Billy Budd, Glyndebourne Festival Opera | reviews, news & interviews
Billy Budd, Glyndebourne Festival Opera
Billy Budd, Glyndebourne Festival Opera
Blazing teamwork in Michael Grandage's Glyndebourne debut production
Silence. Near-darkness. Oozy weeds of orchestral strings twist in the mind of Edward Fairfax Vere (John Mark Ainsley), remembering the tragic events of 1797 when he was Captain of the HMS Indomitable. From that awe-inspiring start through to one of the most upsetting of onstage murders, perhaps the greatest parade of major and minor chords in all opera and beyond to some kind of redemption, Michael Grandage's Glyndebourne production - his first in the operatic sphere - of Britten's grandest opera moves with a simplicity and grace which fit this tight little craft of an opera house very well indeed. It's the singing and the orchestra in perfect balance which packs the punches, rather than any one idea in the staging, but that's not necessarily any defect.

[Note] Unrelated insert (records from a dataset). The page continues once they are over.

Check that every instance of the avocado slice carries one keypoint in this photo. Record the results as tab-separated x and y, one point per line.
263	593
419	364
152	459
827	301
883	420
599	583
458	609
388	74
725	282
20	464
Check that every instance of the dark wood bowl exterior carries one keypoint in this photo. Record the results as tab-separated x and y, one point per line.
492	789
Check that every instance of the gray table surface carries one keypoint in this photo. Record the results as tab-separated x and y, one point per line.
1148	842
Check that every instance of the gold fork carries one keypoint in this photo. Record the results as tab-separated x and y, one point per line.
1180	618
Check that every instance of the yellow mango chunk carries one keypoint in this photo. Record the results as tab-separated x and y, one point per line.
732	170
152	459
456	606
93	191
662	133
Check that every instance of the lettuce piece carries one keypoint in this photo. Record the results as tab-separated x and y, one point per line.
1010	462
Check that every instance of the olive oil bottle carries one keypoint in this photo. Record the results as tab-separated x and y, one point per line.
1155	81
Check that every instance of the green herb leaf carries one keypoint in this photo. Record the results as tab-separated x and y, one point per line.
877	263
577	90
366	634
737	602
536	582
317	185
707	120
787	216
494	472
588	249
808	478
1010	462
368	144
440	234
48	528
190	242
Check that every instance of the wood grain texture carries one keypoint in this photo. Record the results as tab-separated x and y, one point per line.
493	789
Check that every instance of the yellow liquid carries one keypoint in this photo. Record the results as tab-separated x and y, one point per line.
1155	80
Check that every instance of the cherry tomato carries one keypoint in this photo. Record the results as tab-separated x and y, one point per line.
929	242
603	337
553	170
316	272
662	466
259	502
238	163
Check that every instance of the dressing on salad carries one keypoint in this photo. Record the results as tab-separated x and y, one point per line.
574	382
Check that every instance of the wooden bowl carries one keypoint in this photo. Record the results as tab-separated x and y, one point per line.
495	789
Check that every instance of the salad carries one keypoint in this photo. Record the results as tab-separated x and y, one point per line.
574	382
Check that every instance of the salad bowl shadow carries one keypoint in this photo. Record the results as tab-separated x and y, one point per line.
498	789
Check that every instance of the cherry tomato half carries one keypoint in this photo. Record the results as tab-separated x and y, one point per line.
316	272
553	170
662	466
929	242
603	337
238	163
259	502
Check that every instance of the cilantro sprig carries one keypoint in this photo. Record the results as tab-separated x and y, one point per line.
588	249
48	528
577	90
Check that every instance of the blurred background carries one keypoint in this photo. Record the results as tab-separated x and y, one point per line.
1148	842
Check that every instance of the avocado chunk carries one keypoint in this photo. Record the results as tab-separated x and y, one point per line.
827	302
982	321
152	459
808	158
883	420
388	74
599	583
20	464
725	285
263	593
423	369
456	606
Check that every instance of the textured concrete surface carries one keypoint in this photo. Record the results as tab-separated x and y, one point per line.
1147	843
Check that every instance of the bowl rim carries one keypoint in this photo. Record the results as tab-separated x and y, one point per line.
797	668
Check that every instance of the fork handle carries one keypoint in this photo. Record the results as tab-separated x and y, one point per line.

Grandage avoids (or implies) the symbolic baggage carried by one of Britten's closest-to-the-bone operatic choices of subject, but since plenty of previous productions have dealt with that, I didn't miss it too much. For Melville, Britten and E M Forster, who adapted the novella with experienced librettist Eric Crozier, there was much to be made of the naive, beautiful William Budd and the tussle for his soul - and maybe more - between the depraved Master-at-Arms John Claggart and Captain Vere. It's a given here. Grandage seems more interested in what Budd's much harped-on "goodness" might mean, and in Jacques Imbrailo's refreshingly natural characterisation, its essential flaw would seem to be not a mere stammer but an inability to comprehend the evil that, in turn, understands it all too well.
All paths, then, lead to the stupendous tension of Claggart's accusation. Fear of the dread word "mutiny" brings the Act One scene in the Captain's cabin to a halt, brilliantly abetted by two leaders among the uniformly fine male voices in the ensemble, Matthew Rose and Iain Paterson. Rose would no doubt make a fine Claggart himself; the present incumbent, Phillip Ens, has the low money notes but not quite the inky-black seeping evil which gave the character a Satanic dimension in the hands of John Tomlinson over the years. Instead Ens brings a certain sensuousness, a not-too-buttoned-up luxuriance of desire for the handsome sailor.
So in the crucial scene (pictured above, Ainsley's Vere, Imbrailo's Billy and Ens' Claggart), it's the flabbergasted incomprehension of Imbrailo's febrile innocent which rivets us, not the outrageousness of the snaky charge of mutiny. The torch then passes to the moral confusion of Ainsley's Vere. He has the ideal physical tension and urgency for the role, but not quite the ability to carry it up to the top register which so distinguished Pears's and the late lamented Philip Langridge's unforgettable impersonations. Something else is needed to take their place, and I'm not sure it happened here, though Ainsley's torment as his elder self looking on the hanging of Billy is certainly compelling (pictured below, Billy goes to his death). A slight judder in Imbrailo's stalwart baritone is sometimes helpful in projecting his flailing enthusiasm, but ultimately gets a little in the way of his condemned-cell meditations.
What really carries the emotion through to the quiet final bars is the total authority of Mark Elder's conducting. Every chord-colour, every little woodwind solo that protests or mutters around the male voices makes its mark. You always hear the inner detail of the London Philharmonic Orchestra at Glyndebourne, but I've never been more aware of the team as absolute equals with their counterparts on stage. Of course there are big, arching, if leanly scored climaxes in all the interludes, but Elder never misses a trick in Britten's near-flawless score (if there's a weakness, it's the Act One curtain, and there seems to be nothing anybody can quite do about that).
A much-expanded male Glyndebourne chorus pulls out all the stops, too, complementing the careful pageantry of the pursuit of the French, the point of which, of course, is its fizzling out in misty indecision; but it has to be handled as grand opera while it lasts (one wonders, incidentally, what a Gallic friends-of-Glyndebourne group being forged this evening made of "Don't like the French! Don't like their hippity-hoppity ways"). Though I've seen some cameos more strongly taken in previous productions, there's no weak link in the ensemble; even Peter Gijsbertsen's Maintop makes his mark. And Christopher Oram's claustrophobic inside of a ship fits well into its setting, as all wood-dominated designs seem to do at Glyndebourne (this one even mirrors the opera house auditorium). The sea is out of sight below deck as well as on the other side of the South Downs, but we certainly caught a strong whiff of it here.